Ross is an entrepreneur who has been involved in a number of businesses. He said he currently runs a small, private investment company and lives in Arizona.
In the interview Wednesday with The Oklahoman, Ross said he wrote maybe four or five checks to Mitchell in 2009 and 2010 and received one from Mitchell.
“The FBI said, ‘You guys aren't very good at this …' I said, ‘Absolutely. We were terrible.' I had a buddy who thought he was good on baseball and I was along for the ride,” Ross said.
He said he may have seen Mitchell one time when Mitchell delivered cases of energy drinks to the Tulsa Talons.
A federal grand jury in September indicted Mitchell, two of his sons, six other men and a Costa Rican company. A trial is set for April.
Mitchell is accused in the federal case of operating an illegal gambling enterprise that took in millions of dollars. He is accused of both hosting illegal high-stakes poker games at his home and illegally taking bets on sporting events.
Mitchell has pleaded not guilty. His defense attorney has said he is a professional gambler who acted legally and paid taxes on his gambling income.
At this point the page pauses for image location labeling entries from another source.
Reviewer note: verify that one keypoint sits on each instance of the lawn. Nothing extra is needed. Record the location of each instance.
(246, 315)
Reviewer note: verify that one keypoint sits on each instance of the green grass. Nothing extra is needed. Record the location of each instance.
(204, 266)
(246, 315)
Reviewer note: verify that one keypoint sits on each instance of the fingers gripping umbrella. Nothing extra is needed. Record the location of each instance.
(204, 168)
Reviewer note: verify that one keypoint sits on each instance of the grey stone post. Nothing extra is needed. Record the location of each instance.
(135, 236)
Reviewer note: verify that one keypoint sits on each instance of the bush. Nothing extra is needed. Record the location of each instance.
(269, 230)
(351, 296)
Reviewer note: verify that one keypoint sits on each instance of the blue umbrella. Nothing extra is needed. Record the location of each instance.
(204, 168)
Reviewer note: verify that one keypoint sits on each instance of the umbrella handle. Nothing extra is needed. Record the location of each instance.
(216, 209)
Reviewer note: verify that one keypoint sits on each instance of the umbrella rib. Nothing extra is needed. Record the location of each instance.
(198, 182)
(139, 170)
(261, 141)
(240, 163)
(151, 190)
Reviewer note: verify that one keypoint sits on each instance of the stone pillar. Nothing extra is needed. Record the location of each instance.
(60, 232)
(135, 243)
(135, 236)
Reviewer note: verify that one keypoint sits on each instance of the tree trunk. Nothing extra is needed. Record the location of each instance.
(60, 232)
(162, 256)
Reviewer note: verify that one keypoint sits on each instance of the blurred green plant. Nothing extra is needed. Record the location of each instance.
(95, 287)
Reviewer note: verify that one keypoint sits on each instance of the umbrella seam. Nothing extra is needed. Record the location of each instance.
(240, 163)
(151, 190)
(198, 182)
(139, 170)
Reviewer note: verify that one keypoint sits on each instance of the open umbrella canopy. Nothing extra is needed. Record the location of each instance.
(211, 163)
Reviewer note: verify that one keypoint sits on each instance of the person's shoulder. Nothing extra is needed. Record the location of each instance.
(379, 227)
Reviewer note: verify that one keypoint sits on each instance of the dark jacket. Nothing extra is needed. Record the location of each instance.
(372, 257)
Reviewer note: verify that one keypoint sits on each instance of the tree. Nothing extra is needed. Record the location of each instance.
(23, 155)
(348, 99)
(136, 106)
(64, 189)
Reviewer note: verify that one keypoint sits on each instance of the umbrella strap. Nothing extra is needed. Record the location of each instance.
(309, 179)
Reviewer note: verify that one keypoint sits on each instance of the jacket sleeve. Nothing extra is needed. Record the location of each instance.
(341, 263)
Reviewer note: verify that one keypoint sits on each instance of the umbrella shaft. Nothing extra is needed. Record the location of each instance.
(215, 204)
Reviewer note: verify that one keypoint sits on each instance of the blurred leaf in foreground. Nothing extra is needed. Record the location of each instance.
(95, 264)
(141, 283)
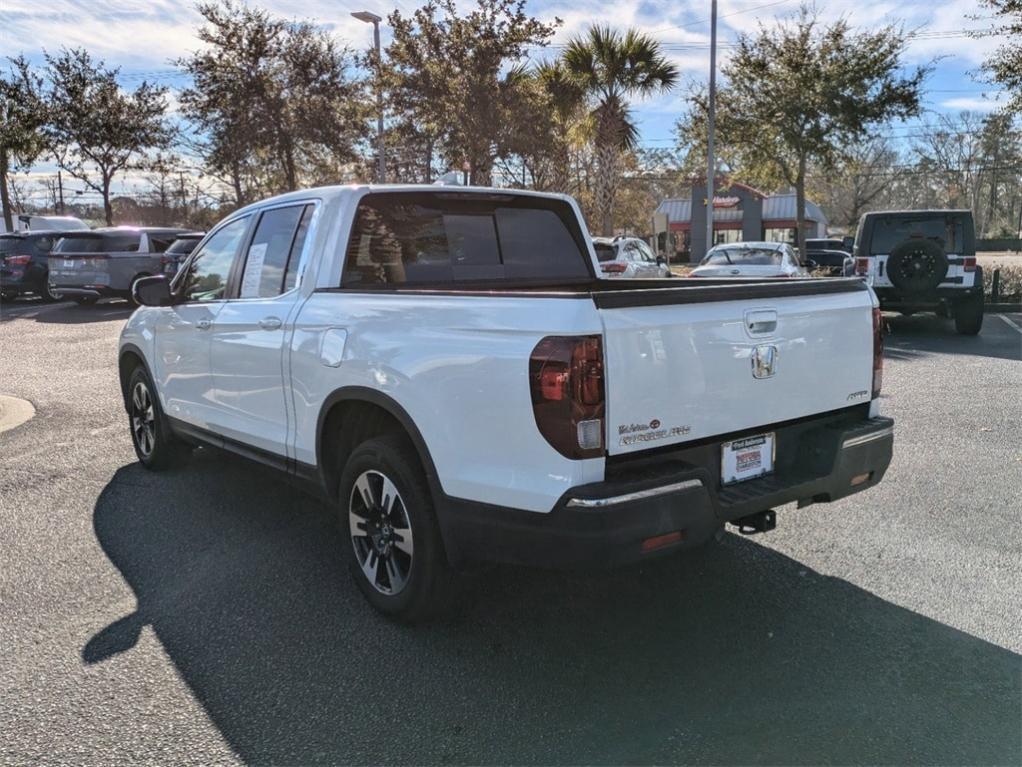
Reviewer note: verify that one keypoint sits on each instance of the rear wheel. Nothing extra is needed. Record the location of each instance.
(386, 510)
(47, 292)
(155, 447)
(969, 315)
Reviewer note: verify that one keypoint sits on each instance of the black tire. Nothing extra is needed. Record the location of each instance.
(154, 445)
(131, 288)
(917, 266)
(406, 580)
(45, 294)
(969, 315)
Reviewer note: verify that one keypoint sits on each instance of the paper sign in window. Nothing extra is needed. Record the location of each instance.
(253, 271)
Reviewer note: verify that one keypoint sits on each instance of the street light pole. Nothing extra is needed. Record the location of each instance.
(710, 120)
(369, 17)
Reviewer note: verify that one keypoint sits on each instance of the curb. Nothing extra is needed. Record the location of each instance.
(14, 412)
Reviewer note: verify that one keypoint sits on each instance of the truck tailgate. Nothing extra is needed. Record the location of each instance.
(684, 365)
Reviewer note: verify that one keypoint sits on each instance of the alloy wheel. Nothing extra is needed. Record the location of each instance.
(381, 532)
(143, 419)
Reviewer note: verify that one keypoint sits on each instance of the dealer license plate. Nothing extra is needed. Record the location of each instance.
(746, 458)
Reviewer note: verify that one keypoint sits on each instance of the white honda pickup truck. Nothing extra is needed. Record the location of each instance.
(445, 366)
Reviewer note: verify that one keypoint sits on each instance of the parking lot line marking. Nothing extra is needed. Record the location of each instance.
(1010, 322)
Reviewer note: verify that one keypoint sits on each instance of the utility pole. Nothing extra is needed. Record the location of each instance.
(370, 17)
(711, 118)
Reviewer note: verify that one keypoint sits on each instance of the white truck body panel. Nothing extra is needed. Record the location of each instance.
(690, 366)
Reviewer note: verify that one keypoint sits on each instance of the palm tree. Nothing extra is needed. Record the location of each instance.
(612, 68)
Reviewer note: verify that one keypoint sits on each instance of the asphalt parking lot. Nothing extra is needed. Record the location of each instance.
(204, 615)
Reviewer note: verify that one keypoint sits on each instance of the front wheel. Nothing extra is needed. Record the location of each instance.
(969, 315)
(386, 510)
(155, 447)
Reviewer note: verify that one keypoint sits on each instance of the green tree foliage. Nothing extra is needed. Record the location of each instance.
(454, 78)
(22, 115)
(612, 68)
(96, 129)
(272, 101)
(1005, 66)
(797, 93)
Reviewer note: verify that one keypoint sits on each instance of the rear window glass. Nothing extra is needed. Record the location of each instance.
(14, 244)
(183, 246)
(605, 252)
(746, 256)
(415, 238)
(127, 242)
(947, 231)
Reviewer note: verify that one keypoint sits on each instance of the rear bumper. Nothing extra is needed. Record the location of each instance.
(605, 524)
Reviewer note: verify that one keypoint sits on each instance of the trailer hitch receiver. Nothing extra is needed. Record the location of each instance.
(760, 522)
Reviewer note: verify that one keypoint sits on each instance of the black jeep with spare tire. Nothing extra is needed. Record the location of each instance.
(923, 261)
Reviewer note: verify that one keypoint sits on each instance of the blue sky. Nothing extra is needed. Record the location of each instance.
(143, 37)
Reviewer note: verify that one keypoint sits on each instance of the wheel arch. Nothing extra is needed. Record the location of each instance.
(129, 358)
(377, 413)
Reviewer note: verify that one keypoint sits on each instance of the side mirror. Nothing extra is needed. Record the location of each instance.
(152, 291)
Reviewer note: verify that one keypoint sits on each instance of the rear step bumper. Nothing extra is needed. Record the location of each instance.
(670, 504)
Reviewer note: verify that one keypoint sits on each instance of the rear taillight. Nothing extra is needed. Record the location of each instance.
(878, 352)
(565, 374)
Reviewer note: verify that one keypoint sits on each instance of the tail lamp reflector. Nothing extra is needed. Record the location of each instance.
(878, 352)
(565, 375)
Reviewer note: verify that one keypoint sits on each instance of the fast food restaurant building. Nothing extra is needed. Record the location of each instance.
(740, 213)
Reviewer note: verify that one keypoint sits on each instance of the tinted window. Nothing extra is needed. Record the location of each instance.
(605, 252)
(947, 231)
(14, 244)
(419, 237)
(205, 277)
(113, 242)
(291, 272)
(183, 246)
(159, 242)
(268, 254)
(745, 256)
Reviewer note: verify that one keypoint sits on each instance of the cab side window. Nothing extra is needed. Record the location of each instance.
(205, 276)
(273, 256)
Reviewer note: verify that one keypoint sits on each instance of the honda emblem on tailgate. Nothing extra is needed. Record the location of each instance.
(763, 361)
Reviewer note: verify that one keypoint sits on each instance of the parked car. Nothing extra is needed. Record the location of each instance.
(629, 257)
(750, 260)
(923, 261)
(25, 264)
(27, 223)
(180, 250)
(104, 263)
(456, 379)
(830, 263)
(830, 243)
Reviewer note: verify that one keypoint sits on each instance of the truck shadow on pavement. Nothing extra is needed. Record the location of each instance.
(923, 334)
(735, 653)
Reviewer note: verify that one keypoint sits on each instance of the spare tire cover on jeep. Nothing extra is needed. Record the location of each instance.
(917, 265)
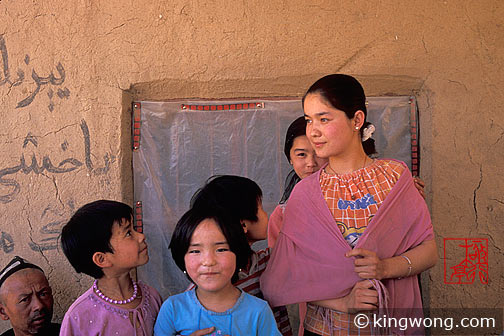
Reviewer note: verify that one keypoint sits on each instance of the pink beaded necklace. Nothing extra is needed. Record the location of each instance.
(107, 299)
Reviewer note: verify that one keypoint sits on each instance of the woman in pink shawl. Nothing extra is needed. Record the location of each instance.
(356, 232)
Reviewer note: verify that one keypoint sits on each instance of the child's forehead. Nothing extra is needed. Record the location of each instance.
(208, 229)
(122, 223)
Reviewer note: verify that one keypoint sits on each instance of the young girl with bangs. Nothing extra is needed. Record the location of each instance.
(211, 250)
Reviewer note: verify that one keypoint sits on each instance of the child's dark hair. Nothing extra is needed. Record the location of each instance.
(230, 227)
(236, 195)
(89, 231)
(346, 94)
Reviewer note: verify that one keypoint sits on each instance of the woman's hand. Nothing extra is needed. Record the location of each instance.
(367, 264)
(420, 185)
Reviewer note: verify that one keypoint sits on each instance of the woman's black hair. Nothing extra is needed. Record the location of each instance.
(344, 93)
(89, 231)
(236, 195)
(296, 128)
(230, 227)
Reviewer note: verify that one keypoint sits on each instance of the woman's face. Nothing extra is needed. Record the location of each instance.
(303, 158)
(329, 130)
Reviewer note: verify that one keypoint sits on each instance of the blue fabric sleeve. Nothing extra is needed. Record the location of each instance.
(164, 323)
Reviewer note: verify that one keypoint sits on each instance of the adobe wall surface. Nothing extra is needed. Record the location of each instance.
(69, 69)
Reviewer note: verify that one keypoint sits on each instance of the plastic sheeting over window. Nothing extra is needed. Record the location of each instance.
(179, 145)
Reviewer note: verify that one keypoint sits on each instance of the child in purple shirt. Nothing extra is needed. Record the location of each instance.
(100, 241)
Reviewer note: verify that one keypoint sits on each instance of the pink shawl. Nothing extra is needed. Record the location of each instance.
(308, 262)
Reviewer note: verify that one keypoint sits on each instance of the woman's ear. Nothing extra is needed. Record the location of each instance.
(3, 314)
(358, 119)
(101, 260)
(244, 226)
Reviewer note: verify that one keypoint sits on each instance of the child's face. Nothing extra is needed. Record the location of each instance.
(129, 246)
(304, 160)
(257, 230)
(209, 261)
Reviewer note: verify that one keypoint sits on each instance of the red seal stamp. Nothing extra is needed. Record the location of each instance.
(464, 259)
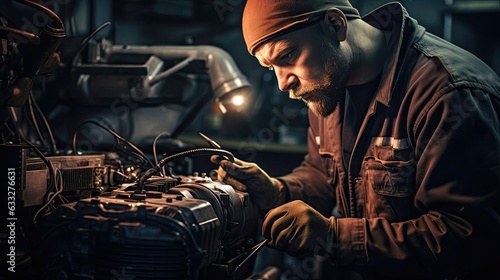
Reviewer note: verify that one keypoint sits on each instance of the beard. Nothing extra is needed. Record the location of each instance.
(324, 98)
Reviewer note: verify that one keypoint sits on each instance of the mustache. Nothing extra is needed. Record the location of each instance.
(311, 91)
The FBI agent described Mitchell in the affidavit as a sports “bookie” who has been engaged in illegal gambling activity from at least 1990 until November 2010 when his wife was brutally beaten to death.
Before Wednesday, Ross had denied to the media any involvement with Mitchell. In a phone interview Friday, Ross told The Oklahoman he never bet on sporting events and never sent Mitchell any checks.